The National Hunt jockey Robbie Dunne has been banned for 18 months, three of which have been suspended, after being found guilty of pursuing a campaign of bullying and harassment against his fellow rider, Bryony Frost, at the end of a six-day hearing of the case by the British Horseracing Authority’s independent disciplinary panel in London.

The three-person panel adjourned to consider its verdict on Wednesday and returned on Thursday to tell the rider that it had found him in breach on the most serious charge against him, that he had engaged in “conduct prejudicial to the integrity, proper conduct and good reputation of horse racing by bullying and harassing a fellow jockey”.

Brian Barker, the panel’s chair, told Dunne that its conclusion was that “a course of deliberate conduct over a significant period of time has been revealed”.

He added: “This progressed from distasteful targeting to deliberate harassment both on and off the course, including occasional cases of dangerous bullying [on the course].”

Barker commended Frost as a “truthful, careful and compelling” witness, and said that in taking her complaint to the BHA, “she has broken the [weighing room] code, knowing that isolation and rejection by some was inevitable”.

The panel, he continued, acknowledged that Mr Dunne believed after a race at Southwell on 3 September 2020 that Frost’s riding was had caused the death of his mount, Cillian’s Well.
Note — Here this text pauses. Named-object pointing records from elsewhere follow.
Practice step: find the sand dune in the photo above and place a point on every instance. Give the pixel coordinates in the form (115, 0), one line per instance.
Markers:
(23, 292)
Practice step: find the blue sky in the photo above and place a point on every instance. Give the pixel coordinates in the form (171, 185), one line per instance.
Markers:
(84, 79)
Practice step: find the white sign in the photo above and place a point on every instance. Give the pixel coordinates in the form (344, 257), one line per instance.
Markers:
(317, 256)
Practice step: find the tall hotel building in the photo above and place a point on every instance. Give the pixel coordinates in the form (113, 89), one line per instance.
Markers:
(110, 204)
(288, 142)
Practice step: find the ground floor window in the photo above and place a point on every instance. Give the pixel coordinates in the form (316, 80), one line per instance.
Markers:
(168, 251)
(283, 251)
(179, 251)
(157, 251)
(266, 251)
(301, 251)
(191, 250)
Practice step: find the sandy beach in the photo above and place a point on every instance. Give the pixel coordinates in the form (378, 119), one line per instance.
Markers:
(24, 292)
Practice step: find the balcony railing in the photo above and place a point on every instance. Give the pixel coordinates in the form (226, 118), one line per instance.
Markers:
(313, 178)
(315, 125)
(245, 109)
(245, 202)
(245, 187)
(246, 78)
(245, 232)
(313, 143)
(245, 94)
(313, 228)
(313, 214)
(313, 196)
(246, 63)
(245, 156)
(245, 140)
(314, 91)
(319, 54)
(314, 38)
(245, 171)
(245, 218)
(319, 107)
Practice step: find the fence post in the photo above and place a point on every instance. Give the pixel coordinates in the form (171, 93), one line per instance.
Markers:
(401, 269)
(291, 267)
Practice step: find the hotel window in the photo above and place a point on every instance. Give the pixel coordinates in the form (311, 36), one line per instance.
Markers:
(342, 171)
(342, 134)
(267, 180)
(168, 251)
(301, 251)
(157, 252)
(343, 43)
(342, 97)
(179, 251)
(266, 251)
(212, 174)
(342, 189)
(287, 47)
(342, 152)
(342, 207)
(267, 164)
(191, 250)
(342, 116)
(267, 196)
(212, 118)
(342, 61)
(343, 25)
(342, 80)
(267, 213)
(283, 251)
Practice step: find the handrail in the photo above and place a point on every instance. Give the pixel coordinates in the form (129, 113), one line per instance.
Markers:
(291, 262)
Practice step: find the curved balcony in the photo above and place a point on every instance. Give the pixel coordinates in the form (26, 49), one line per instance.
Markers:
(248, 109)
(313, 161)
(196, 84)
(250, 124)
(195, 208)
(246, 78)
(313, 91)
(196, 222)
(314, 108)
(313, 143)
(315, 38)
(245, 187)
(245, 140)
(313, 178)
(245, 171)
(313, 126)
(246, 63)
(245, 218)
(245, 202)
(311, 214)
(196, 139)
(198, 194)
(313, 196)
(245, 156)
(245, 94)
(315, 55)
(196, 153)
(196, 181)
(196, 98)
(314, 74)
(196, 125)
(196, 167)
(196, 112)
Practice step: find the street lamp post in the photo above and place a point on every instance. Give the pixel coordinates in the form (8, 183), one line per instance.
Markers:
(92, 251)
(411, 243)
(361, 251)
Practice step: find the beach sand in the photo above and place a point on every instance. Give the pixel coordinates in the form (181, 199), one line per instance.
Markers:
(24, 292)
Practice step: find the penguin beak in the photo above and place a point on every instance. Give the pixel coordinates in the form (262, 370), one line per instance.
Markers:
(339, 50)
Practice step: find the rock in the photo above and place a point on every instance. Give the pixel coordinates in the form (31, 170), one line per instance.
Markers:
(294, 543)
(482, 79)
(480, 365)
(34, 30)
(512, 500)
However, he said that panel had been “unable to accept his sweep of denials, criticisms [of Frost] and his reasoning”, pointing out that Gavin Sheehan, who gave evidence on Dunne’s behalf, had described him as a “piss-taker”, and that Dunne saw himself as “one of the elders of the weighing room and someone who expected his view to be heeded.”

Barker also suggested clearly that the panel’s finding raises questions that both the BHA and Professional Jockeys’ Association will need to address.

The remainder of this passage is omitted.